Despite these headwinds, the group is busier than ever. SingHaiyi currently has eight massive projects underway, including:

  • Skywaters Residences: A high-end luxury development in the CBD.
  • Grand Dunman: A major residential project in the East.
  • Golden Mile Complex: A joint-venture redevelopment of one of Singapore’s most iconic heritage buildings.
  • Sora: A mass-market condominium in Jurong.

The Next Chapter: Beyond Bricks and Mortar

If his parents built the foundation, Gallant is designing the skyscraper. He is pushing the group to look beyond traditional residential sales and into “new-age” asset classes.

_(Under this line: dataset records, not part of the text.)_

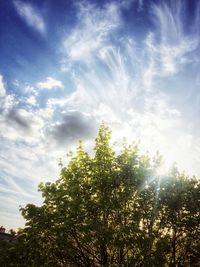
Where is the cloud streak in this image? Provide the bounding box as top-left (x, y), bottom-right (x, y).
top-left (13, 1), bottom-right (46, 34)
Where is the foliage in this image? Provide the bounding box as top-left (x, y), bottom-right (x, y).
top-left (1, 125), bottom-right (200, 267)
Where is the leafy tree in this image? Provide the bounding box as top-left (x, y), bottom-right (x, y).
top-left (2, 125), bottom-right (200, 267)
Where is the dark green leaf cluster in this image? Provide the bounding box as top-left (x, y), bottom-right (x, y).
top-left (1, 125), bottom-right (200, 267)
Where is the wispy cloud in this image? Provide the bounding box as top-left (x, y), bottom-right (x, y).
top-left (37, 77), bottom-right (63, 89)
top-left (63, 1), bottom-right (122, 67)
top-left (13, 0), bottom-right (46, 34)
top-left (0, 75), bottom-right (6, 97)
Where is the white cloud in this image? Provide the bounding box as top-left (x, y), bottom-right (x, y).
top-left (13, 1), bottom-right (46, 34)
top-left (149, 1), bottom-right (200, 76)
top-left (37, 77), bottom-right (63, 89)
top-left (62, 1), bottom-right (122, 64)
top-left (0, 74), bottom-right (6, 97)
top-left (26, 95), bottom-right (37, 106)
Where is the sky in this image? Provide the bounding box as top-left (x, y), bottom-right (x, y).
top-left (0, 0), bottom-right (200, 229)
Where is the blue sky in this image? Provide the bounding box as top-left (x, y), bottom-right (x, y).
top-left (0, 0), bottom-right (200, 229)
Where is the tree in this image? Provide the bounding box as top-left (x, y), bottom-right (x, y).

He has established a brand-new team tasked with exploring assisted living, active ageing facilities, student accommodation, and co-living spaces. He recently toured the UK and Australia to see how these models work in Western markets, despite the shifting tax and immigration policies that make international expansion a minefield.

Back in Singapore, his focus is on “adaptive reuse”—taking old, tired buildings and giving them a second life. He points to the former Peace Centre, which SingHaiyi helped transform into a temporary community arts hub called PlayPan before construction began on their new project, One Sophia.

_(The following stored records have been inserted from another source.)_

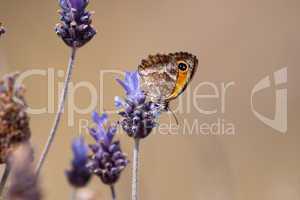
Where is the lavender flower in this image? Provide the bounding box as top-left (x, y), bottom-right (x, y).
top-left (0, 73), bottom-right (31, 164)
top-left (66, 137), bottom-right (91, 188)
top-left (0, 23), bottom-right (5, 36)
top-left (88, 112), bottom-right (128, 185)
top-left (7, 143), bottom-right (42, 200)
top-left (115, 72), bottom-right (160, 139)
top-left (56, 0), bottom-right (96, 47)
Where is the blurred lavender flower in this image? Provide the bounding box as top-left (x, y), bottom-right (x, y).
top-left (66, 137), bottom-right (91, 188)
top-left (0, 73), bottom-right (31, 164)
top-left (7, 143), bottom-right (42, 200)
top-left (88, 112), bottom-right (128, 185)
top-left (0, 23), bottom-right (5, 37)
top-left (56, 0), bottom-right (96, 47)
top-left (115, 72), bottom-right (160, 139)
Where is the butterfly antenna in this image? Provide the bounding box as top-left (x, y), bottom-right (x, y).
top-left (168, 108), bottom-right (179, 126)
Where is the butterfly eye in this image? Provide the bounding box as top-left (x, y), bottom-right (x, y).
top-left (177, 62), bottom-right (188, 72)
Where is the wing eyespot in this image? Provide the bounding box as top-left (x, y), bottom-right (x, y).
top-left (177, 61), bottom-right (189, 72)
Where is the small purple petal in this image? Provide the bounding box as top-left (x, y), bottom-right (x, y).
top-left (115, 96), bottom-right (125, 109)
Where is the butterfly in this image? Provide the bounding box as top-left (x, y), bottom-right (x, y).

“Real estate is a data business—that’s one part,” Tang says. “The other is about the actual use of space: making it great by using it well.”


A Legacy in the Making

At 29, Gallant Tang is remarkably humble for a man overseeing billions in assets. He is acutely aware that growing up in “easy times” can make a leader soft. By taking the reins during a period of soaring costs and global uncertainty, he feels he is finally earning his seat at the table.

“My parents always said that starting in difficult conditions is the best way to learn,” he says. “If you do well in hard times, that’s when you truly know you’re doing well.”

As SingHaiyi prepares to launch the Bayshore project in the second quarter of next year, all eyes will be on the young CEO. He may have started the year hyperventilating over a bid, but he’s finishing it with a clear vision: a family empire that isn’t just surviving the new global order, but thriving in it.